From then on, I was sidelined. They talked about Elizabeth Taylor, Peckinpah, and the displacement film Westworld, set in a recreational frontier town of cyborgs. Isolde railed against cartoon movies and bristled when asked whether she agreed that Friday the 13th was the best horror movie ever. That honor she reserved for Evil Dead II.
The liquor was cognac, and I was starting to feel ill from thought of my caloric intake for the day, well in excess of what my diet allowed. I looked out the window and was certain we’d passed this bridge before. I despaired of this drive ever coming to an end.

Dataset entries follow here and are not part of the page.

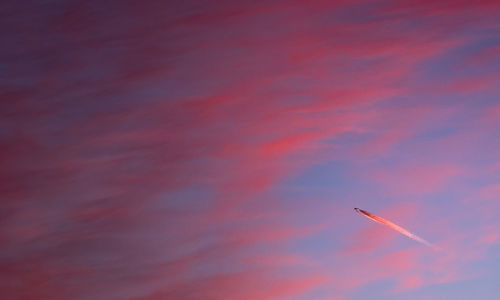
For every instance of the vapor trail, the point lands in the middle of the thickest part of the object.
(395, 227)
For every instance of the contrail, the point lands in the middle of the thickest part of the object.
(395, 227)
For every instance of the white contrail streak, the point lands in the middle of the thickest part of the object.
(395, 227)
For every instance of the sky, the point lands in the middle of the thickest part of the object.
(216, 149)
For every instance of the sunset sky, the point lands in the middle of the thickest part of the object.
(213, 150)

I sat back. I was exhausted. The man in the leisure suit asked me about my family, and when I told him about my wife and child—how much I missed them—he finished the last of his drink and appeared to shut down. Stopped talking. Leaned back and stared at his hands with an expression so leached of feeling, it was as though you could source the country’s bleakness to his face. Perhaps he was a paid look-alike, but no matter. I liked him and began to pity the fallout of having to live as we did, at the top of our field, commanding the people and forging ahead. I expected Kim Jong-il’s personal life was no less dismantling than mine. He had four wives, seven offspring; I wondered how many of his wives couldn’t stand him, either. I had the urge to pat him on the knee and say I understood. But the moment passed. And next I knew, we were back at our hotel. It was a Monday morning, 7 a.m., and the city, for its millions, was dead.

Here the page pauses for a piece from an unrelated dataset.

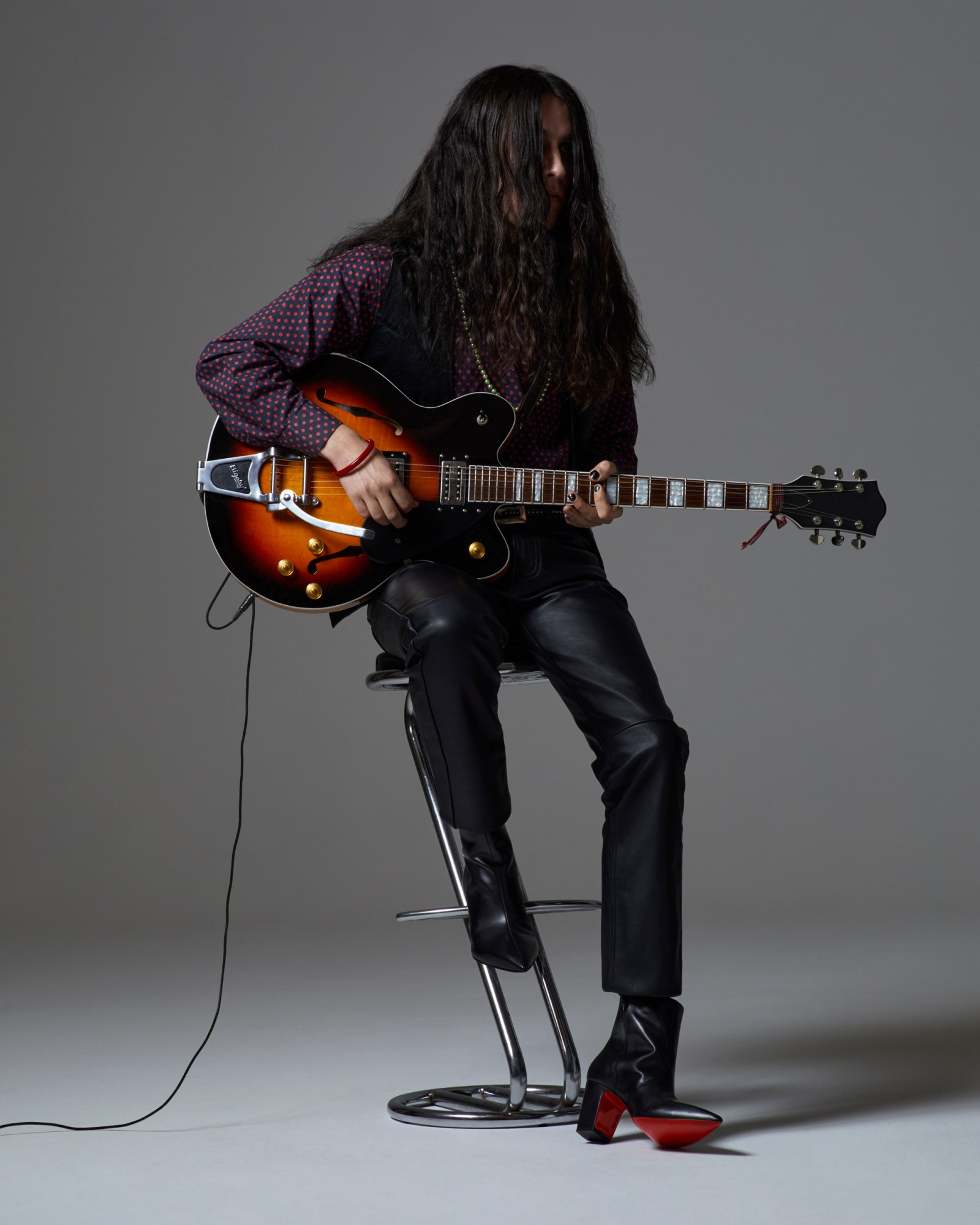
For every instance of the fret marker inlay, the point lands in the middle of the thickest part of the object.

That afternoon, I met a low-level official who took notes on the Helix—our numbers and stats—and that was that. Homeward bound. Home to this, which is soon to be a eulogy. Can you hear what’s happening outside? It’s the madding crowd
, come to hang the king.
There were choppers overhead. News crews just beyond a perimeter that berthed the house at fifty feet, and guys in bucket trucks who had already started to deforest the grounds. There was tension about when to aggress against the Helix House, and tension between SWAT, which would have welcomed the elevated vantage of a tree-house bower, and the National Guard, which wanted to tank through Cincinnati without stop.
Thurlow trolled the halls. Light from the clerestory windows had vanished behind clouds that had rolled in fast. Even the weather seemed to have been conscripted into the narrative of doom being written outside. People in Cincinnati always liked to talk about the tornado outbreak of ’74 and its follow-up in ’99. In ’99, eight of the city’s civil defense sirens malfunctioned or lost power, which betrayed the stupidity of relying a bad-weather siren on electricity when electricity tends to fall victim to bad weather. Most civil defense sirens made use of a minor third to sennet bad news. The sound was not the clamor of police or medical transport but a howl that seemed to exercise the grief of things unsaid; cf. the sob that issued from the Thunderbolt apparatus of downtown Cincinnati when a tornado was afoot. Thurlow had modeled the house alarm on it so that if the house were breached, the news would anguish for miles. But for now, all being inside, he was safe.
He checked his watch, seven o’clock, which meant he was expected online for his weekly appearance. Showing up today was probably not a good idea, though it might be fortifying to gauge the mood of his people. Maybe no one actually cared what was happening at the Helix House, in which case he could cut himself some slack.